Relatedly, in assessing Dr. Kim's opinion, the ALJ found "noteworthy" the opinions of the state agency record reviewing physicians, who opined that Plaintiff is not impaired by carpal tunnel disease and requires no handling or fingering limitations. PageID 841. These conclusions made by the record reviewing physicians are unsurprising, as these doctors did not have the benefit of reviewing Plaintiff's 2011 EMG results or any evidence of Plaintiff's carpal tunnel disease. PageID 459-60. Although,
Based on all of the foregoing, the ALJ's non-disability finding is unsupported by substantial evidence and must be reversed. See Blakley, 581 F.3d at 409-10 (holding that "the Commissioner must follow his own procedural regulations in crediting medical opinions").

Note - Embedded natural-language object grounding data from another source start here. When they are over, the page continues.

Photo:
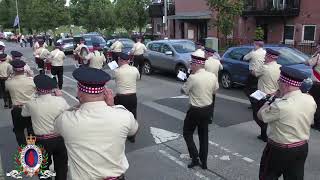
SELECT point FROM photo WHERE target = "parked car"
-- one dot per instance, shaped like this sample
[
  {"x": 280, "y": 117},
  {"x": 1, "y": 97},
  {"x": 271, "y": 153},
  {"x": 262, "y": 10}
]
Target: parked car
[
  {"x": 169, "y": 55},
  {"x": 89, "y": 40},
  {"x": 236, "y": 70},
  {"x": 66, "y": 44}
]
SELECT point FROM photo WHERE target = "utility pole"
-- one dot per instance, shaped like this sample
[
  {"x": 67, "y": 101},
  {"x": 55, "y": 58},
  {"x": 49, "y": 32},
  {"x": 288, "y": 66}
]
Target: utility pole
[
  {"x": 18, "y": 16},
  {"x": 165, "y": 18}
]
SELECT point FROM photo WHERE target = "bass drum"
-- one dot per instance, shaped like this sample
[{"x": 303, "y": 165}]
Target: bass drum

When, as here, the ALJ's non-disability determination is unsupported by substantial evidence, the Court must determine whether to reverse and remand the matter for rehearing or to reverse and order the award of benefits. The Court has authority to affirm, modify or reverse the Commissioner's decision "with or without remanding the cause for rehearing." 42 U.S.C. § 405(g); Melkonyan v. Sullivan, 501 U.S. 89, 100, 111 S.Ct. 2157, 115 L.Ed.2d 78 (1991). Generally, benefits may be awarded immediately "only if all essential factual issues have been resolved and the record adequately establishes a plaintiff's entitlement to benefits." Faucher v. Sec'y of Health & Human Servs., 17 F.3d 171, 176 (6th Cir. 1994); see also Abbott v. Sullivan, 905 F.2d 918, 927 (6th Cir. 1990); Varley v. Sec'y of Health & Human Servs., 820 F.2d 777, 782 (6th Cir. 1987). In this case, evidence of disability is overwhelming. Treater Kim's uncontroverted opinion — limiting Plaintiff to occasional fingering and handling — is entitled to deferential, if not controlling, weight. Evidence to the contrary, i.e., the opinion of record-reviewing physicians, is based upon a review on an incomplete record.
The undersigned also notes the unusual circumstances of this case: three unsound ALJ decisions, all of which included reversable error in the analysis of the same treating physician. Given these circumstances and the strong, uncontroverted evidence of record in support of a finding of disability, there is no just reason to further delay this matter for even more administrative procedures. See Gentry v. Comm'r of Soc. Sec., 741 F.3d 708, 730 (6th Cir. 2014) (remanding for benefits after two remands and three administrative hearings); see also Benecke v. Barnhart, 379 F.3d 587, 595 (9th Cir. 2004) ("Allowing the Commissioner to decide the issue again would create an unfair `heads we win; tails, let's play again' system of disability benefits adjudication"); Randall v. Sullivan, 956 F.2d 105, 109 (5th Cir. 1992) ("Because of the medical record, we think it unconscionable to remand this eight-year-old case to the Secretary for further review").